Norges Bank boosted its deposit rate by a quarter point to 1.5 per cent on Wednesday, as predicted by all 10 analysts surveyed in a Reuters poll last week.

The hike from record low levels will help its already recovering economy offset hefty fiscal stimulus unleashed by the government during the worst of the global crisis.

But with most of the developed world still far away from raising rates, Norges Bank warned that it may scale down projected tightening if the crown currency strengthens too much.

Unlike its Nordic peers, Norway's economy suffered only a shallow recession after credit markets collapsed 13 months ago, helped by its vast offshore oil and gas sector.

"Fortunately for the Norwegian economy, oil prices have remained relatively high," Governor Svein Gjedrem said. "The measures implemented also seem to have been effective.

"Household demand for goods and services and the willingness to pay for housing are again on the increase ... the liquidity crisis in the banking sector has passed and it is appropriate to phase out the extraordinary measures," he said.

Australia and Israel have already raised interest rates but in Europe no move is expected from the European Central Bank and Bank of England before the second half of next year.

After holding rates at a record low last week, neighbouring Sweden's central bank said it expected no policy tightening for another year although many analysts expect them to raise sooner than that, maybe as early as April 2010.

Norges Bank said it envisaged the key rate between 1 1/4 and 2 1/2 per cent until late March next year when it will produce fresh economic and monetary forecasts.

"The key policy rate should thereafter be raised gradually," said Mr. Gjedrem.

Analysts say the bank seeks to keep rates around the mid-point of the range, in this case 1.75 per cent, implying another quarter point rate rise by late March, 2010.

"There will be only one rate hike during the next two meetings. It seems like the crown means more to Norges Bank than expected," said Frank Jullum, chief economist at Fokus Bank.

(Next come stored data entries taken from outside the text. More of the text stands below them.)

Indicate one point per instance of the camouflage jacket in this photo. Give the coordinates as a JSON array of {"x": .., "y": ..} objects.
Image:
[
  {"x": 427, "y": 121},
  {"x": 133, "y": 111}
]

The crown rose by about half a per cent against the euro after the decision, helped by the prospects of a growing spread between rates in Norway and elsewhere. It has strengthened by 8 per cent from July lows, and by a total of 14 per cent so far in 2009, stoking concern in the export industry.

"Should the crown appreciate considerably more than projected, the interest rate may be increased to a lesser extent or later than currently envisaged," Norges Bank said.

Norges Bank projections show the main rate up to 2.59 per cent in December, 2010, and at 3.83 per cent at the end of 2011.

Emerging from a mild recession in the second quarter, the world's No. 5 oil exporter and Europe's second biggest natural gas producer has recovered from the global downturn faster than anticipated due to massive stimulus.

Digging deeper into Norway's oil windfall, the government injected more than 4 per cent of gross domestic product in stimulus this year and plans to add a similar amount in 2010.

Norges Bank has cut borrowing costs seven times over the past 12 months to a record low of 1.25 per cent.